There will be days when you wonder if it was real. On these days, you will remember that time you stayed up all night baking cookies together, getting flour all over your face, throwing it in his dark hair. You will lie awake and berate yourself until the sun comes up, thinking about how wrong you were to give up on him.
This is the worst time. This is the unacknowledged consequence: You will actually love him. You will miss him. Despite his cruelty, despite the nightmares. You will remember the little spray of freckles by the corner of his eye, right where it crinkles when he smiles. You will write poetry about the web of skin between his thumb and forefinger. Then, later, you will burn those pages. You will wonder why. You will wonder, and wonder, and wonder. You will never quite understand.

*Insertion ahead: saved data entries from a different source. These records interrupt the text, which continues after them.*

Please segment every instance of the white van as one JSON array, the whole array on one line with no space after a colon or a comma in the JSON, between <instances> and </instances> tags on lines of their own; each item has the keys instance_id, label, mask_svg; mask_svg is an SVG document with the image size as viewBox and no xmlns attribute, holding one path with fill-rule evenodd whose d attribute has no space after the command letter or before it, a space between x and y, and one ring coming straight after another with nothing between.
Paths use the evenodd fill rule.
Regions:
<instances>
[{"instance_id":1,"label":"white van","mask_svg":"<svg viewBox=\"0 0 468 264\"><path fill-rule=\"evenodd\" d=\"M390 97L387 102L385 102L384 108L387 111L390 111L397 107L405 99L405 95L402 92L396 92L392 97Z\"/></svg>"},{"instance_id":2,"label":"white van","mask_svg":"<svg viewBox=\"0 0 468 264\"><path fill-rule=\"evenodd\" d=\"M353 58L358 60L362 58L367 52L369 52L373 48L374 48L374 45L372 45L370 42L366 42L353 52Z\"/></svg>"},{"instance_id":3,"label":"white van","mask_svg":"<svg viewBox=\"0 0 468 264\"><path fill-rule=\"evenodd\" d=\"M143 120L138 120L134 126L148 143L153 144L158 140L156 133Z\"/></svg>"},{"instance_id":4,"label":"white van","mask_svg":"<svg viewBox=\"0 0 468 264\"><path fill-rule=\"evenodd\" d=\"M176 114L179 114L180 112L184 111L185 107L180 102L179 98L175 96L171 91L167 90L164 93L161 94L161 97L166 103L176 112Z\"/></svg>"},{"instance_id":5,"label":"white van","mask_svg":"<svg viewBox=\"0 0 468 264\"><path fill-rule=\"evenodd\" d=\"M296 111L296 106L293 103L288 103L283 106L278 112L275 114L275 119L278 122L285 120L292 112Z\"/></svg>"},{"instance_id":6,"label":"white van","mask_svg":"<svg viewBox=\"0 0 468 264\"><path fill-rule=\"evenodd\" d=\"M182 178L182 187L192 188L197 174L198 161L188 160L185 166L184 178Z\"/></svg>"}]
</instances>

Your sisters will ask why you didn’t tell them sooner. They won’t scream, they will claim they won’t judge you, but after they find out, they will be suspicious for years. They will side-eye every boy you bring home. They will be relieved when it’s a girl, never suspecting she’s just like him. They won’t recognize you when you are finally, finally in love with someone beautiful on the inside.
Your baby brother is the one who will cry, when you tell him. He will cover his face with his hands and ask if he can hug you, if you are okay. He’ll ask what you want him to do. When you shake your head and tell him nothing, he will feel helpless. Don’t worry; this will pass. Someday he will understand this was true, and why. He will learn to believe in your strength again.
One day, years down the line, you will go home to visit your mother, and you’ll bump into him in the grocery store. You will feel a slight flutter in your belly - this is something that will never go away - and maybe even a twinge of nausea. It will only last a moment. You will walk right by him as though you’ve never met, as though he is nothing. The sickness will fade by the time you’re in the check-out aisle.
You will find this hard to imagine, in those first few weeks after leaving him. It may stay this way for years, with you fluctuating between hating him and missing him wildly, desperately. But I promise, I promise, I’m telling you the truth. You’re going to be okay. Someday, someday. You’re going to be okay.